Washington Levee. Politics is also Roberts' biggest recreation. He sometimes gets so engrossed in the game that he plays on both sides at once. In 1944, when he was strong for Tom Dewey, he was also strong for Home-Towner Harry Truman to get the Democratic vice-presidential nomination. At the Democratic convention he took Truman aside, advised him to "shut up this talk of yours about not being good enough to be Vice President or people will begin believing you." In the campaign, the Star gave Truman as much attention as it did Dewey. Kansas City wags said that Roberts would not be happy until he elected both of them.

Roberts has covered every national political convention since 1912. He goes as a reporter, but he also gets a lot of politicking done. In 1940, a word from him in the press row got Kansas on the Willkie bandwagon early. This year the Kansans will probably be for Dewey at the start, but Harry Darby and Roy Roberts both think well of Arthur Vandenberg and like his chances.
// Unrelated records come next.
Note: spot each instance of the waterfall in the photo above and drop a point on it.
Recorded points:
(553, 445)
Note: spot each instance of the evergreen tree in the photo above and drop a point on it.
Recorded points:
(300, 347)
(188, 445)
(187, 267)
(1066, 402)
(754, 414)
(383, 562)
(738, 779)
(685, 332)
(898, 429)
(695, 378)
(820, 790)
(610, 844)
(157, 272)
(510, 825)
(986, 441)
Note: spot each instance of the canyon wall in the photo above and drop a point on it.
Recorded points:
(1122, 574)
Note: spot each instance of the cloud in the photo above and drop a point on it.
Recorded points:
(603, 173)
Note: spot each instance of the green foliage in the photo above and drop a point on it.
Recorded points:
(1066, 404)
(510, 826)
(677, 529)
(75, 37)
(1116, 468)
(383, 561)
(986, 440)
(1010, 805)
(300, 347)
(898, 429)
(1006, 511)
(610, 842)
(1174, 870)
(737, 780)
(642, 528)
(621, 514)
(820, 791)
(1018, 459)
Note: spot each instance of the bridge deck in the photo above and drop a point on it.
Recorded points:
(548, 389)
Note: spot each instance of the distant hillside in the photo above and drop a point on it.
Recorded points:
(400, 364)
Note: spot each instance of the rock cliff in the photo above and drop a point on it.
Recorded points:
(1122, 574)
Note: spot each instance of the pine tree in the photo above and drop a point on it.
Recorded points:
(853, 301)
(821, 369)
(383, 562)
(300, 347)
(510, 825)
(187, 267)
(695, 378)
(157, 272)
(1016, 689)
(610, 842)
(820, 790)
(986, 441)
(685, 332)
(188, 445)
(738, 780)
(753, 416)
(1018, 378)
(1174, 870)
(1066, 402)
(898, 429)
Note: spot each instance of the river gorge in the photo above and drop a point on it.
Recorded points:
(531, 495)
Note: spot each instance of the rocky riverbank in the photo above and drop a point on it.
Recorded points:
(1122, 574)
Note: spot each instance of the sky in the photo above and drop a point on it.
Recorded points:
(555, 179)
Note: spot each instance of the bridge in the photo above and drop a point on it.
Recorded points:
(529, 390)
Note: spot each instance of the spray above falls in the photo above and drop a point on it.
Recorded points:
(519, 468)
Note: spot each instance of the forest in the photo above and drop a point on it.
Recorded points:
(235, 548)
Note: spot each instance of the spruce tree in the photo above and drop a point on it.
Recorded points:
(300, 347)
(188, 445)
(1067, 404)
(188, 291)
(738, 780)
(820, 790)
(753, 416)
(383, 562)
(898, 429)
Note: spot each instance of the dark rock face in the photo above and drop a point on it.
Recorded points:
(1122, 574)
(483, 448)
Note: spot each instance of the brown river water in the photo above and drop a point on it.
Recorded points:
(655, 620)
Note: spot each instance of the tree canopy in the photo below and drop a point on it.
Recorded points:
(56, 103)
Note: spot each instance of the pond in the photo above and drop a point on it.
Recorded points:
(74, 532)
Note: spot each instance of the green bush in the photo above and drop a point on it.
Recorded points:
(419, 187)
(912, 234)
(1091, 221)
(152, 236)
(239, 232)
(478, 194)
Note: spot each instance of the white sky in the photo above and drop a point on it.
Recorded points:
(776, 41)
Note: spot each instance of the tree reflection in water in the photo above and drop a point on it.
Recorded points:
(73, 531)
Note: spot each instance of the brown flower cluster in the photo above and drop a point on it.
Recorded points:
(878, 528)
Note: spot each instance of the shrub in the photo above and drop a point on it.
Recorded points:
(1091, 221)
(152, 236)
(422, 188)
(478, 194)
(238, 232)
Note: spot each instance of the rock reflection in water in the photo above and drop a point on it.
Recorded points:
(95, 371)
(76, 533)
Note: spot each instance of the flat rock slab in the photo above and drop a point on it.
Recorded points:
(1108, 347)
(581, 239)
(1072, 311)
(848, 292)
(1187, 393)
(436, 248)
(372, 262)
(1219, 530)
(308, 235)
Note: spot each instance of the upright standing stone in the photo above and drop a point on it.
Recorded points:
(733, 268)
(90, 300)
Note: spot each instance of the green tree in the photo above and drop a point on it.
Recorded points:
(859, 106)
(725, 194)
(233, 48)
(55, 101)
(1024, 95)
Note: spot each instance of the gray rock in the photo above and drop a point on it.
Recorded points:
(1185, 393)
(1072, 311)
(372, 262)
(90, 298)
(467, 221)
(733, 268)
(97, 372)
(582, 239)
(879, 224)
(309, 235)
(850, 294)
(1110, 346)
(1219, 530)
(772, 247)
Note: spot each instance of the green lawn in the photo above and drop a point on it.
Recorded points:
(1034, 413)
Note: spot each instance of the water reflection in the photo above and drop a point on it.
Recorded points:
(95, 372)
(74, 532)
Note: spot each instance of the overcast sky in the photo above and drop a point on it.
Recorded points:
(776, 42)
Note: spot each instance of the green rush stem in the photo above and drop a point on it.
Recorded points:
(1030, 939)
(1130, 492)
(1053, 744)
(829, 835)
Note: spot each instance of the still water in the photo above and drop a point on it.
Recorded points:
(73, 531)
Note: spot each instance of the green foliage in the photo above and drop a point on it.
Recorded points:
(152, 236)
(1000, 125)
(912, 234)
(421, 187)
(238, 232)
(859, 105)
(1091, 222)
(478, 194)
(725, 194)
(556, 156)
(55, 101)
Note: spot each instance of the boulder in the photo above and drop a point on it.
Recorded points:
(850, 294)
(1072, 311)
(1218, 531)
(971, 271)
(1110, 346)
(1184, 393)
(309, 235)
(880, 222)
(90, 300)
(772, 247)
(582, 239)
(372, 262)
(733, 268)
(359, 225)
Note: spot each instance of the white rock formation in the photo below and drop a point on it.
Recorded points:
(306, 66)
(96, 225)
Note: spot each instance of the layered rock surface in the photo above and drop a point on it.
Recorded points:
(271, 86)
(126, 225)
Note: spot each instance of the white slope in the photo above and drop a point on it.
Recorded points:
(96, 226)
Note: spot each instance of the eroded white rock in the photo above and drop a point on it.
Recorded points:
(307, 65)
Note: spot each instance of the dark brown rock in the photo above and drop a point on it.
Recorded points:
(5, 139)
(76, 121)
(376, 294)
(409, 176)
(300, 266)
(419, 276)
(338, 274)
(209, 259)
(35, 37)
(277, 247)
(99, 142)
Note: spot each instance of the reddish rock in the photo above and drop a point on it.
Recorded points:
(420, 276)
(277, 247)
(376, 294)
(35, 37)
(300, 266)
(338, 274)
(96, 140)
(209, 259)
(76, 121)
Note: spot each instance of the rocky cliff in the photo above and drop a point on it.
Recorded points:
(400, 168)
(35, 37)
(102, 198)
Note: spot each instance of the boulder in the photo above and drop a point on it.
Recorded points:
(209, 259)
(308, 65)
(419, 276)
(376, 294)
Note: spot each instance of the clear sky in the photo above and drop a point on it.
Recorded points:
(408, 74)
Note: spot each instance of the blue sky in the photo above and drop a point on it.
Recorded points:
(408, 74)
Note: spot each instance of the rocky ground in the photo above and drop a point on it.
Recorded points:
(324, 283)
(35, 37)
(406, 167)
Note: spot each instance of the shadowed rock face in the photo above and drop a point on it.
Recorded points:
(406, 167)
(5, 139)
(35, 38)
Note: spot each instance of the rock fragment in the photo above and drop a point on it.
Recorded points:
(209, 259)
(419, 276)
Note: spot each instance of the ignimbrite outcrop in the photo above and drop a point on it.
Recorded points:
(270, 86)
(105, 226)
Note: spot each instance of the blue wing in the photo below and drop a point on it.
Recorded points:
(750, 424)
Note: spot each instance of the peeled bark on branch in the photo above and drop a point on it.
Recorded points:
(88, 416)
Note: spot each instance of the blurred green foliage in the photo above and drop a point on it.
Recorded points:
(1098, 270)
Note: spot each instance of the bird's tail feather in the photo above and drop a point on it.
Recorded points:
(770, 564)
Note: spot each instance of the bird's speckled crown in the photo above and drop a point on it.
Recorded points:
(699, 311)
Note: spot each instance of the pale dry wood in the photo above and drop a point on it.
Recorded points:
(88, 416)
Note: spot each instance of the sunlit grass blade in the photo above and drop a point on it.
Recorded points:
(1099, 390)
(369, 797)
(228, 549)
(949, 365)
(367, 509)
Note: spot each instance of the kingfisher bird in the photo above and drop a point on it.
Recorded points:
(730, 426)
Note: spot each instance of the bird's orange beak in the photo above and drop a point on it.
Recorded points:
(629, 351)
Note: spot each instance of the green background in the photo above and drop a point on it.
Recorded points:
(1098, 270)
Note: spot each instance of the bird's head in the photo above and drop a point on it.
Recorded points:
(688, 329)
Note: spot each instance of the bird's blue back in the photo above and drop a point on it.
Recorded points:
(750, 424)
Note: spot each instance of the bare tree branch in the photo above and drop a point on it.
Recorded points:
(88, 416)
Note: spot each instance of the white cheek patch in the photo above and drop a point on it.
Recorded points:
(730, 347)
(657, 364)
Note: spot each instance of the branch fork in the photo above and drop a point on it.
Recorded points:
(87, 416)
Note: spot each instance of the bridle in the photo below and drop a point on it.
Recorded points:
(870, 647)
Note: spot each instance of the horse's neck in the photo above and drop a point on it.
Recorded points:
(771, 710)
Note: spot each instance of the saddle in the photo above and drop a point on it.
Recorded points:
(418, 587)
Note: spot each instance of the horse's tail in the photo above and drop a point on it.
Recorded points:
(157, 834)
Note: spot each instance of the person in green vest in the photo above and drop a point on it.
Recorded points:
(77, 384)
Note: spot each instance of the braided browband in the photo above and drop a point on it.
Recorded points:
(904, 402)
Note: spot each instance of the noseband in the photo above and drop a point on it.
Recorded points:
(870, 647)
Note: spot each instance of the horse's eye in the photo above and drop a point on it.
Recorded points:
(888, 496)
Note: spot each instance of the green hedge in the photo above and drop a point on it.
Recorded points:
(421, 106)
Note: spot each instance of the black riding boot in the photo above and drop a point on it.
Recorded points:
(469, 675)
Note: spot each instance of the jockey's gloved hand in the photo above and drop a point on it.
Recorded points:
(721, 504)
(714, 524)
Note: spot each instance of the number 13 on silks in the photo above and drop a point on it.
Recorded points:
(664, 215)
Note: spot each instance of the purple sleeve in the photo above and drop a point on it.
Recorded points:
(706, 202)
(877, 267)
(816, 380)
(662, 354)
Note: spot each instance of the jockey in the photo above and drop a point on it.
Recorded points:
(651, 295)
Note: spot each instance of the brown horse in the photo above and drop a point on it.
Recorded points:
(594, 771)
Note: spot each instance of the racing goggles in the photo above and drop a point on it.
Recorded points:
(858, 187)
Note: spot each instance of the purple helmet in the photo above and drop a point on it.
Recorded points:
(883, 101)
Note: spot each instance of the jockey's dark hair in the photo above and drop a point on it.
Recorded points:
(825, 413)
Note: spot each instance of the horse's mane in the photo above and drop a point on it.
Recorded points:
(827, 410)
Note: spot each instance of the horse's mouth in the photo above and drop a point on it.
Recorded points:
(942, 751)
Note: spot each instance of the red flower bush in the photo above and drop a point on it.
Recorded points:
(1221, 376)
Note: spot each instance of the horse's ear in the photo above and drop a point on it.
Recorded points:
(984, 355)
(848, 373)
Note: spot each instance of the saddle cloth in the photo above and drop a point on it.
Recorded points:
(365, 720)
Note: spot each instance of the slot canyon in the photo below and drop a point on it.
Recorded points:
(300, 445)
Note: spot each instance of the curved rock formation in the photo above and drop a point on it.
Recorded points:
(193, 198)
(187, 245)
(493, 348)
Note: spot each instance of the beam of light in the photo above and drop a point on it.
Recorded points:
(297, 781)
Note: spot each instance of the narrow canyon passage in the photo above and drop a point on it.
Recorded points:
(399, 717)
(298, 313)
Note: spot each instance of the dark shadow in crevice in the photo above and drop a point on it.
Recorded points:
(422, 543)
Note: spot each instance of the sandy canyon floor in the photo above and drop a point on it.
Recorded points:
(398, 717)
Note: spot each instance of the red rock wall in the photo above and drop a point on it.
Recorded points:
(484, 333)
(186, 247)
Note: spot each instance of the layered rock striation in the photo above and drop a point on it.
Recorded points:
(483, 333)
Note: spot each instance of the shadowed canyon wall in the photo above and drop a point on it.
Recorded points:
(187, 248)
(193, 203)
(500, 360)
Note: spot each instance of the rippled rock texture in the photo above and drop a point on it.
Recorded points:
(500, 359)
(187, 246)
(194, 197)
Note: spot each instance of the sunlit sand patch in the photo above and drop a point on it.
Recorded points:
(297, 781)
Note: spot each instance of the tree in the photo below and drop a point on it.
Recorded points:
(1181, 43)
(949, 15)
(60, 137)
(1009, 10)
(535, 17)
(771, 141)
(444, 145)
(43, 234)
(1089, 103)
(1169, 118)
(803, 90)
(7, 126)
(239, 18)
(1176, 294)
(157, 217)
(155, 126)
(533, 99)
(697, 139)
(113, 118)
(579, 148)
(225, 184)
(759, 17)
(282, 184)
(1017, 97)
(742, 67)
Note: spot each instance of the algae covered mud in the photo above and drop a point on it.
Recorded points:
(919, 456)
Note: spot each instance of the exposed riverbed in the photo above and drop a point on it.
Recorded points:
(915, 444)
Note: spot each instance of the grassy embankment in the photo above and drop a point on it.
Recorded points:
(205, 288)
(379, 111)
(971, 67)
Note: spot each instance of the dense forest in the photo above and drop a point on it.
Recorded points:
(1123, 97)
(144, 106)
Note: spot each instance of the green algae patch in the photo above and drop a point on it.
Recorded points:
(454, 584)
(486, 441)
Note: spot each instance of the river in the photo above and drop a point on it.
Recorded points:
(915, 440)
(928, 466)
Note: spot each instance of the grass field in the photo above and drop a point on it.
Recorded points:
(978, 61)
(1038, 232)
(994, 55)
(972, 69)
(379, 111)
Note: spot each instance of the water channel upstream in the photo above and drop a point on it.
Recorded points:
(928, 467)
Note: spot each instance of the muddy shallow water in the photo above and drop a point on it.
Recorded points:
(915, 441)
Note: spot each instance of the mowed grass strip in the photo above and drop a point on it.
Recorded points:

Next week, Washington will get a visit from Roberts, an event which always pulls a long stream of bigwigs to his hotel suite. Among those expected at the country boy's informal levee: Ike Eisenhower, Bob Taft, Arthur Vandenberg, Dozens of others will drop in. They know Roberts not only as Kansas City's first citizen, but as a sagacious politico who can tell them which way the wind is blowing.

*In the nine years since Old Tom went to prison for cheating the income-tax collector of $443,550, his machine has had only one victory worth crowing about: its defeat, demanded by Harry Truman, of Congressman Roger C. Slaughter in 1946's Democratic primary. A fortnight ago, oldtime Pendergastlies celebrated a minor victory: eight Pendergast machinemen were acquitted of vote-fraud charges (on which the Star had gathered the evidence) growing out of the 1946 primary. In a year of trials, only four of 39 accused had been pronounced guilty.

/-Roberts lives in Kansas on account of Old Tom Pendergast. The boss's assessors, by upping tax valuations, had made it tough on the Star's wealthy executives to own property on the Missouri side.

**The Star's monopoly in Kansas City dates from 1942, when the Journal-Post gave up a long-lost fight. The Star also has a country weekly, which goes to 440,000 farmers in Kansas, Missouri, Arkansas, Oklahoma.

/-/-The Star is owned by more than 150 Starmen, who in 1926 borrowed heavily to buy it from Nelson's estate. Some of them draw up to $50,000 a year in dividends. Roy Roberts' stock is estimated at close to $1,000,000; his salary at $50,000.